Potency comparisons between BROMPHENIRAMINE MALEATE, PSEUDOEPHEDRINE HYDROCHLORIDE AND DEXTROMETHORPHAN HYDROBROMIDE and BONTRIL depend on the specific clinical indication. These are agents from distinct pharmacological classes and are not directly interchangeable by dose. A physician or clinical pharmacist should guide any therapeutic switching decisions.
The standard adult dose of BROMPHENIRAMINE MALEATE, PSEUDOEPHEDRINE HYDROCHLORIDE AND DEXTROMETHORPHAN HYDROBROMIDE is: Adults and children ≥12 years: 1 tablet (brompheniramine maleate 4 mg, pseudoephedrine HCl 60 mg, dextromethorphan HBr 15 mg) orally every 4 hours, not to exceed 4 tablets in 24 hours, or 2 tablets (extended-release) every 12 hours, not to exceed 4 tablets in 24 hours.. The standard adult dose of BONTRIL is: BONTRIL 50 mg orally once daily, with or without food.. Dosing should always be individualized based on indication, renal and hepatic function, age, and other patient factors.
No direct drug-drug interaction has been formally documented between BROMPHENIRAMINE MALEATE, PSEUDOEPHEDRINE HYDROCHLORIDE AND DEXTROMETHORPHAN HYDROBROMIDE and BONTRIL in current clinical databases. However, individual patient risk factors including other medications, organ function, and comorbidities should always be evaluated by a qualified healthcare provider.

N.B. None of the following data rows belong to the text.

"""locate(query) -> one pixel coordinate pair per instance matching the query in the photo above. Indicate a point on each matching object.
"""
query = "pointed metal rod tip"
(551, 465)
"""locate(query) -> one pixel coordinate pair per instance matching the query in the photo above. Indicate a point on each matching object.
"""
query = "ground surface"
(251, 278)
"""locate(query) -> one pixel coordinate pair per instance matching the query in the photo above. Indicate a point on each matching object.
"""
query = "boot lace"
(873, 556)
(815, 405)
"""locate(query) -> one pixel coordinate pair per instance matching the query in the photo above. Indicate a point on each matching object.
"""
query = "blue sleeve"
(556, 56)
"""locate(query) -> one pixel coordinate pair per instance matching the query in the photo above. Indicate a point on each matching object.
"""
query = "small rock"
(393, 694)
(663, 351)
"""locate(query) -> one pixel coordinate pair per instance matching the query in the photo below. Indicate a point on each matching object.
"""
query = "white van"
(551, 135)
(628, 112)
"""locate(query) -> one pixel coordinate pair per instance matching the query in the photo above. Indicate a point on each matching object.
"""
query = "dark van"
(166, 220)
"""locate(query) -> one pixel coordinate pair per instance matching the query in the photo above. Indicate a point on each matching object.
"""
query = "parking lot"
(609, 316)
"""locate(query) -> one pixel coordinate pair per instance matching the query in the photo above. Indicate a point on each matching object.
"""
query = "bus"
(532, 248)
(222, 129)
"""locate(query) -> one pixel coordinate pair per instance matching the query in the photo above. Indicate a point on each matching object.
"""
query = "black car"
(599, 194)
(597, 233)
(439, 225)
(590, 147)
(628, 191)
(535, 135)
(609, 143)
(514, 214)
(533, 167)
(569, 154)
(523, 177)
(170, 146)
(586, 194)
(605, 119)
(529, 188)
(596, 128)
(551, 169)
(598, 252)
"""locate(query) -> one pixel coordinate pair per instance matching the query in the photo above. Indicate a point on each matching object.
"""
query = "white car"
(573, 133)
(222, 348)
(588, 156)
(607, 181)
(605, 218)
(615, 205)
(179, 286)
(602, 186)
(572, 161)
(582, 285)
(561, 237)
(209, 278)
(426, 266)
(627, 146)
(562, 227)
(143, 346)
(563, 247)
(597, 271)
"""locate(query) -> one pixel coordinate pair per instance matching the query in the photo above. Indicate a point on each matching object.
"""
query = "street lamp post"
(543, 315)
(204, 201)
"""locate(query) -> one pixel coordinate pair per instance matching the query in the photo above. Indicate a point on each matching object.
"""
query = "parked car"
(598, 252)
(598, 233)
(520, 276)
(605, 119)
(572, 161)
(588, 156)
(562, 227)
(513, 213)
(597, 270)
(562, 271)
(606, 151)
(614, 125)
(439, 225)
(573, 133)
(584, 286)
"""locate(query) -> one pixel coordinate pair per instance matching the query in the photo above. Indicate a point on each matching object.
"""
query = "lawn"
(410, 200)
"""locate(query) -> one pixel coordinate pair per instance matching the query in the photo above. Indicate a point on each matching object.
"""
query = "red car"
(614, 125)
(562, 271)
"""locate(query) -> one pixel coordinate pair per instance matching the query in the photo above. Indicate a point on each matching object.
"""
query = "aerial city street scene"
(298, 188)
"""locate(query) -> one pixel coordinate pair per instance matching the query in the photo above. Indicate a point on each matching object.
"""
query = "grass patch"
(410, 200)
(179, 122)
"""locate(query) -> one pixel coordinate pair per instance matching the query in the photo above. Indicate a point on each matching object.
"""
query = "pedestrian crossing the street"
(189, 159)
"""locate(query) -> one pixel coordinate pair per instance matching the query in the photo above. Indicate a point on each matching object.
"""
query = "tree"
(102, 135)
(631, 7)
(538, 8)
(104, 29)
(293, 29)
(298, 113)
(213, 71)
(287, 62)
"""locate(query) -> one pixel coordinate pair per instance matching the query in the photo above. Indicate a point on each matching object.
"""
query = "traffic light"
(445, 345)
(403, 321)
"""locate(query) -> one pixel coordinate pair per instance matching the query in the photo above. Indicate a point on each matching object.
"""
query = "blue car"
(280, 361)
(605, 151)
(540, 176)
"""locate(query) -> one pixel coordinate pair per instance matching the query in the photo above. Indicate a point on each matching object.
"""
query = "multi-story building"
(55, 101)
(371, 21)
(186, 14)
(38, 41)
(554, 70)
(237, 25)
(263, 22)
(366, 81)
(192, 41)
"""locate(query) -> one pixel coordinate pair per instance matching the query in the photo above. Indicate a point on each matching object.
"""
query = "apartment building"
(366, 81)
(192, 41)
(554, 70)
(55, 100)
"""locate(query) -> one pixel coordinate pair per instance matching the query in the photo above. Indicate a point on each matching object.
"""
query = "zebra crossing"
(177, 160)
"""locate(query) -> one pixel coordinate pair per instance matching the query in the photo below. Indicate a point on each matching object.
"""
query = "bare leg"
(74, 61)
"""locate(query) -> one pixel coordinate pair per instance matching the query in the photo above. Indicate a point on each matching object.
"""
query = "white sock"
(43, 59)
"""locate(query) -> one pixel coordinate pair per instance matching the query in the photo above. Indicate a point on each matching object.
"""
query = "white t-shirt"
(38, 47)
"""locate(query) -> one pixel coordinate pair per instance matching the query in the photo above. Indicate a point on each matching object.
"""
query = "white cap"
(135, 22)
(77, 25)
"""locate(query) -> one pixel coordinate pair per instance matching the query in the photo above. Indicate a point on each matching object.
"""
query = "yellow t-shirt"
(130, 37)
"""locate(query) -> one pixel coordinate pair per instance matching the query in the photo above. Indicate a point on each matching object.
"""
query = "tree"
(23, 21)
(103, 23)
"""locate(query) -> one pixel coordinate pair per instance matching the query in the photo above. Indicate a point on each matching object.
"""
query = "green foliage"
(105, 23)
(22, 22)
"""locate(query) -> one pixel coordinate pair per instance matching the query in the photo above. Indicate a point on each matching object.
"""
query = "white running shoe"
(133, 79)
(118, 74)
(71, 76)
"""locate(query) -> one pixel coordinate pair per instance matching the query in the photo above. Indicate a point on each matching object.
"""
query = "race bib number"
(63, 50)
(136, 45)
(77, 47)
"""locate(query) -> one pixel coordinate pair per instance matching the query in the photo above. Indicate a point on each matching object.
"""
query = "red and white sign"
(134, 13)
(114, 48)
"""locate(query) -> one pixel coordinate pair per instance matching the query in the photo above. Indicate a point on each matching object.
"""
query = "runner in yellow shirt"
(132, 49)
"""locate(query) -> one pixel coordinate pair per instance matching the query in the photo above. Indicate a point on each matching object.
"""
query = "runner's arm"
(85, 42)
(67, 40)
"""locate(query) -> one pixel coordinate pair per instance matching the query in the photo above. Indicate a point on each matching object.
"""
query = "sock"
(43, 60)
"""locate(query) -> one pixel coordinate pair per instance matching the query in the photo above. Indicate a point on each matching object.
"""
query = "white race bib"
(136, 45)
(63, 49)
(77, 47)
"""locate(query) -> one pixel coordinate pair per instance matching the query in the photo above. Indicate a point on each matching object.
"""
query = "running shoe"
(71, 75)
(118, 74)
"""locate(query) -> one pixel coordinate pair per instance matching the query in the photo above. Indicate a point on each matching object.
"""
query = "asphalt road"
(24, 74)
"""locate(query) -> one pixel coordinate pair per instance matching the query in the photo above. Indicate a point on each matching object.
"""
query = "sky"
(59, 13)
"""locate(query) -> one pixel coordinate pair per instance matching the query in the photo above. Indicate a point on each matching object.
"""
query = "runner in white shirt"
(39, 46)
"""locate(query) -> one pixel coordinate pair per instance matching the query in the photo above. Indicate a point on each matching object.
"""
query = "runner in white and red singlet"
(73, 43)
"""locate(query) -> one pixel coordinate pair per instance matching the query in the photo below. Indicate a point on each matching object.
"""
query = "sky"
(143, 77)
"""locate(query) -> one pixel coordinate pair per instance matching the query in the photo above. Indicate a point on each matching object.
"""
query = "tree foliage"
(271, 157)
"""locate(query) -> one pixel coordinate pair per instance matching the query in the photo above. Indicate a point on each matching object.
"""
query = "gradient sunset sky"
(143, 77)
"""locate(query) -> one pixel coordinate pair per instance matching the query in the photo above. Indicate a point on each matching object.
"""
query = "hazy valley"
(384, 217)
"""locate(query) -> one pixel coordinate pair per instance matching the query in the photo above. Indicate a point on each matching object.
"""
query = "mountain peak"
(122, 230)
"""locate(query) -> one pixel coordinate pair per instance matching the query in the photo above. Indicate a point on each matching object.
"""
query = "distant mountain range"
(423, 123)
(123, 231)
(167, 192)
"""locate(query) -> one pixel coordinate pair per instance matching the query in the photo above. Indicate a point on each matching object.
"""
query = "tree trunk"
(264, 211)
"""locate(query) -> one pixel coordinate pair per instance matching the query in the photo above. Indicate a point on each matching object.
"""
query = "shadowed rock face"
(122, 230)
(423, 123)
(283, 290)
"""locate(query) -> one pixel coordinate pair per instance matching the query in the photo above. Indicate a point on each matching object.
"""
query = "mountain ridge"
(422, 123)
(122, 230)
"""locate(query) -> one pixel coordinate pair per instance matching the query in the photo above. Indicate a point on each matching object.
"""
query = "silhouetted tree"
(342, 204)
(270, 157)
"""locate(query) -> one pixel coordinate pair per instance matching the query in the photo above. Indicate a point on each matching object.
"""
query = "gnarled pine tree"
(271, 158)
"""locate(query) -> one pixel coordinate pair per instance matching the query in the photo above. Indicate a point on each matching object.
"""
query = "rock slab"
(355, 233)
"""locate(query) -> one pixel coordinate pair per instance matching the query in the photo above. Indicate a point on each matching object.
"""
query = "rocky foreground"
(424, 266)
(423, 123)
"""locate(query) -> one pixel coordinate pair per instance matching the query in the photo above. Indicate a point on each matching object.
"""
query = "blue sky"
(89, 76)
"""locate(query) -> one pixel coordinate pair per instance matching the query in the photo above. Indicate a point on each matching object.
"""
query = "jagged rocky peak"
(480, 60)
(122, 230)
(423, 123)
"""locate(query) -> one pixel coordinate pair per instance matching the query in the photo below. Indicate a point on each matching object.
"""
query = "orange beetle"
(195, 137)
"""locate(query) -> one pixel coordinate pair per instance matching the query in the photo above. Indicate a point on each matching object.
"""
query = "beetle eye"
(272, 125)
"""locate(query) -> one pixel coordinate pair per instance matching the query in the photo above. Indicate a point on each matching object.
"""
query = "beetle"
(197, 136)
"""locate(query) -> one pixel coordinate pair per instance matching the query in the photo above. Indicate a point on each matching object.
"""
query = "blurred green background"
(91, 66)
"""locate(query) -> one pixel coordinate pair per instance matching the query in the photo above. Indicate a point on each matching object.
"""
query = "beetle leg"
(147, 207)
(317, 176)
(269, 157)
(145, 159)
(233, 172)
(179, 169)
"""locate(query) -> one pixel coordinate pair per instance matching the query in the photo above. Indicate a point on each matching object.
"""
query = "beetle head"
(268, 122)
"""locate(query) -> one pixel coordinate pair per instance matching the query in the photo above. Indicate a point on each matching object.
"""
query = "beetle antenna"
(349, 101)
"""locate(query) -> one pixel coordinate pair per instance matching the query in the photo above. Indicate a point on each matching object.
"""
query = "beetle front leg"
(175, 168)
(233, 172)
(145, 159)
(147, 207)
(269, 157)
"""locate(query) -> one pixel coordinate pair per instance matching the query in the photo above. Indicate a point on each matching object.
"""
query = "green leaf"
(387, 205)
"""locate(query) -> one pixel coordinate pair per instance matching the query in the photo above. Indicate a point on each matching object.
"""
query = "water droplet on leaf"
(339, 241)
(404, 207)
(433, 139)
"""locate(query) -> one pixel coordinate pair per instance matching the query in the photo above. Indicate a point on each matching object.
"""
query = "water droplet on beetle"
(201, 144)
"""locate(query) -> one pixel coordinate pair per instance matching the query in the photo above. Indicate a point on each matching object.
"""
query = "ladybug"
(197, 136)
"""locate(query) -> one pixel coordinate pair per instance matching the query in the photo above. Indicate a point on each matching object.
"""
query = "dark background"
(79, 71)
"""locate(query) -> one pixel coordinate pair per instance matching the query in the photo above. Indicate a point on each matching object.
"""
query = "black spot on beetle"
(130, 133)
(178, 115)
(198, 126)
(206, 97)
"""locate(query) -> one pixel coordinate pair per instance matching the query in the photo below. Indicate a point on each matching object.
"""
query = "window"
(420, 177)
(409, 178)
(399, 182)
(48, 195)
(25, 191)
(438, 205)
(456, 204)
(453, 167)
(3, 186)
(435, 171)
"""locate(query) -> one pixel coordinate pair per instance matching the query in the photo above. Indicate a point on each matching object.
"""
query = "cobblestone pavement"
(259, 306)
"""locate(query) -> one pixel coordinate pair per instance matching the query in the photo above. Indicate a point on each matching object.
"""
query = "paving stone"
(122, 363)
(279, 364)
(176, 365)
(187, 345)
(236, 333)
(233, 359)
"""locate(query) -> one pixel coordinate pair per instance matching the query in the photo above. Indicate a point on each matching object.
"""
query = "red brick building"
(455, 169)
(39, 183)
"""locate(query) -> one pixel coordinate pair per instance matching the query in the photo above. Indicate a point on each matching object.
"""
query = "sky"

The maternal-fetal safety profiles differ. BROMPHENIRAMINE MALEATE, PSEUDOEPHEDRINE HYDROCHLORIDE AND DEXTROMETHORPHAN HYDROBROMIDE is classified as Category A/B. Brompheniramine: Limited human data; animal studies show no teratogenicity at clinically relevant doses. Pseudoephedrine: Case-control studies suggest small increased risk of gastr. BONTRIL is classified as Category C. BONTRIL is classified as FDA Pregnancy Category X. First trimester: high risk of major congenital malformations including neural tube defects, cardiovascular anomalies, and cleft p. Always consult a maternal-fetal medicine specialist before taking either drug during pregnancy or lactation.